Quelle stratégie nationale est à mettre en place pour aider les entreprises tunisiennes à conquérir des parts de marché en Afrique ? La Tunisie pourrait-elle être la porte vers le continent africain ? Quels sont les atouts de la Tunisie ? Quels sont les freins potentiels ? Quels sont les erreurs à éviter ?

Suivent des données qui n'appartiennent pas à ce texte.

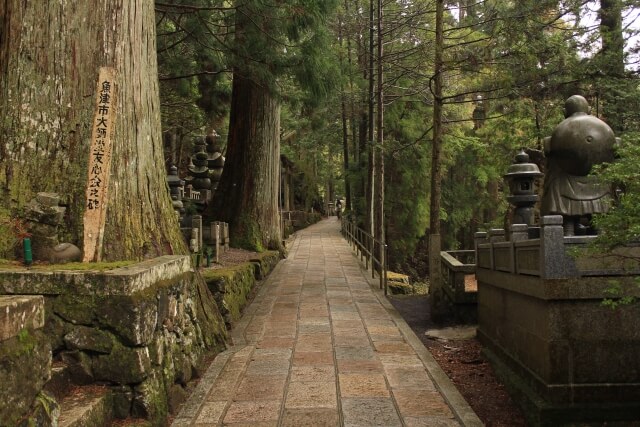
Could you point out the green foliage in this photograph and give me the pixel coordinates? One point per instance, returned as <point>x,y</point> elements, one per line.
<point>8,239</point>
<point>617,295</point>
<point>621,224</point>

Pour animer le débat sur ce sujet et répondre à ces questions et bien d’autres, les Atugiens ont invité, lors d’une table ronde organisée dans le cadre du Forum de l’Atuge, un ensemble d’intervenants et conférenciers qui n’ont pas manqué de passer en revue les champs d’action où une meilleure coordination entre l’Etat et les entreprises (secteur privé) peut encourager l’investissement en Afrique. Les conférenciers ont été unanimes sur la nécessité d’encourager les entreprises tunisiennes pour aller au-delà des frontières dans l’environnement naturel de la Tunisie et surtout en Afrique afin de répondre davantage aux perspectives de développement du continent et saisir les opportunités d’affaires qu’il offre. Aujourd’hui, seulement neuf ambassades tunisiennes sont ouvertes dans l’ensemble des Etats africains.
S’appuyant sur une récente étude sur le potentiel de développement en Afrique, Thouraya Triki, une économiste principale à la Banque africaine de développement (BAD), a affirmé que la croissance de ce continent s’accélère d’une année à l’autre. « Les indicateurs de la croissance prévus pour 2015 et 2016 prouvent l’enrichissement de l’Afrique et auront un effet bénéfique , a-t-elle précisé.

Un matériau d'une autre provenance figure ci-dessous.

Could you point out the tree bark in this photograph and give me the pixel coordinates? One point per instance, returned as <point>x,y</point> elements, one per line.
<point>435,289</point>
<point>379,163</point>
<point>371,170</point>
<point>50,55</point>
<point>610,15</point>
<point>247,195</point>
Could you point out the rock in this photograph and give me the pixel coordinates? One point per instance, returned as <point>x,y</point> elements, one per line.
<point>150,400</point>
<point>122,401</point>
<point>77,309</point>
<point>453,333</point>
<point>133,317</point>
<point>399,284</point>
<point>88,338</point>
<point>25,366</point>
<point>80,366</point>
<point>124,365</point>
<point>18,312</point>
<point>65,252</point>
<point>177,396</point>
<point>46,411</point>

Evoquant les secteurs porteurs en Afrique, la représentante de la BAD a indiqué que les terres agricoles arables non cultivées, le fort besoin en biens de consommation, le tourisme, les services, l’infrastructure, l’industrie agroalimentaire et les financiers sont les principaux secteurs et filières qui présentent un énorme potentiel d’investissement pour les entreprises tunisiennes.
Et d’ajouter que l’Afrique subsaharienne offre plusieurs opportunités pour la Tunisie, mais ce n’est pas simple. « La Tunisie n’a pas tiré profit de certaines opportunités. Il faut un plan d’action pour réussir », a-t-elle dit.

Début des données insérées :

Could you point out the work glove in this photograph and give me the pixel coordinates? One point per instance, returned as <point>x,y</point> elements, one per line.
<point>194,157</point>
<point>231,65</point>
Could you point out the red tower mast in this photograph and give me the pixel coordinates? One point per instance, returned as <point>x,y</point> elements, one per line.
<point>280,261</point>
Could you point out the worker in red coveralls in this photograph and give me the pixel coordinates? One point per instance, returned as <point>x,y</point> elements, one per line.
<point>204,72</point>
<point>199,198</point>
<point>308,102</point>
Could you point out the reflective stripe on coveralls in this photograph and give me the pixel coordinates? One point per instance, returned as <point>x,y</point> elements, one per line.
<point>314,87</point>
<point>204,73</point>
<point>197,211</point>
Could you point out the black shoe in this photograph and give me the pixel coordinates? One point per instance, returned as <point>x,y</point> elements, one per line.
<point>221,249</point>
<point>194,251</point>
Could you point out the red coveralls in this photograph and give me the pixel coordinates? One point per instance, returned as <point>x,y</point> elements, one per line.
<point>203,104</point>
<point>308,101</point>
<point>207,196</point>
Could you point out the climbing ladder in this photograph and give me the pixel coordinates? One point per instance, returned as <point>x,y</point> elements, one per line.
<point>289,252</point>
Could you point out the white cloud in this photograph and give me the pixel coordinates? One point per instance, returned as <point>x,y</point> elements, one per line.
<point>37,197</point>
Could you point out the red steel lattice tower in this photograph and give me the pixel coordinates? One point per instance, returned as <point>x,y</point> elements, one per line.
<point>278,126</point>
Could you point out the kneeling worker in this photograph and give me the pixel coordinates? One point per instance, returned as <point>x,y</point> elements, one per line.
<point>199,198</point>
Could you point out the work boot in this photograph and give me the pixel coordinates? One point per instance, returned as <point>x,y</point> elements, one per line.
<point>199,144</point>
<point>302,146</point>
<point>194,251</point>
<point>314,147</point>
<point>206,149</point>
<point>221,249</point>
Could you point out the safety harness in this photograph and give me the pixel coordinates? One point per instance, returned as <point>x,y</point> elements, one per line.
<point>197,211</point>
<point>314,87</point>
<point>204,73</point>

Partant de son expérience au Cepex, Nizar Ben Salem n’a pas manqué d’insister sur l’importance d’avoir une vision claire, une volonté politique avec des objectifs chiffrés et de tisser des partenariats solides avant de partir en Afrique. « L’accompagnement diplomatique et l’amélioration des services logistiques sont aujourd’hui des priorités à tenir en compte pour investir en Afrique. L’information commerciale est le maillon faible », précise M. Ben Salem.
Membre de l’Utica, Touafik Mlayah, dirigeant d’entreprise tunisienne dans le secteur du commerce, a fortement regretté l’absence d’une véritable stratégie tunisienne en Afrique, ce qui a, selon lui, provoqué l’absence d’une vision claire pour les chefs d’entreprise quant à l’investissement dans des marchés africains porteurs. « Les institutions doivent se réunir pour fixer une ligne de conduite à respecter par toutes les parties prenantes », a-t-il recommandé.
Partant d’une expérience vécue, Walid Belhadj Amor, membre du Bureau exécutif de l’Institut arabe des chefs d’entreprise (IACE), a appelé à faire pression sur l’Etat. « Nous nous trompons sur l’Afrique. Pour réussir dans ce continent, il faut s’appuyer sur un bon produit, un service de qualité ou sur un savoir-faire. Nous n’avons pas une production à contenu technologique », a-t-il précisé.
Ismaïl Talbi, responsable des investissements en Afrique de l’Ouest francophone chez AfricInvest qui dispose de six bureaux en Afrique, rejoint le représentant de l’IACE pour affirmer que les Tunisiens ne sont pas féroces sur les marchés africains. «Toutes les entreprises tunisiennes ont une approche opportuniste. Il faut aller vers l’Afrique avec des partenaires locaux et un mix de ressources humaines locales et tunisiennes », a-t-il affirmé.
Cette table ronde était l’occasion pour évoquer d’autres maux qui handicapent le développement des investissements tunisiens sur le continent en Afrique. Les accords commerciaux, la mobilité des personnes, l’état des transports aériens et maritimes, le financement, la protection des investissements et la double impositions continuent, selon les conférenciers, à freiner l’accès des entreprises tunisiennes aux marchés africains.
Des accords et réformes sont à réaliser rapidement. L’infrastructure doit être améliorée davantage. Une cellule de veille et un organe d’accompagnement et de suivi sont des mécanismes à mettre rapidement en place pour une action ciblée et plus efficace.
Enfin, une stratégie nationale d’intégration régionale avec des visions et des réformes de fond est à engager à long terme.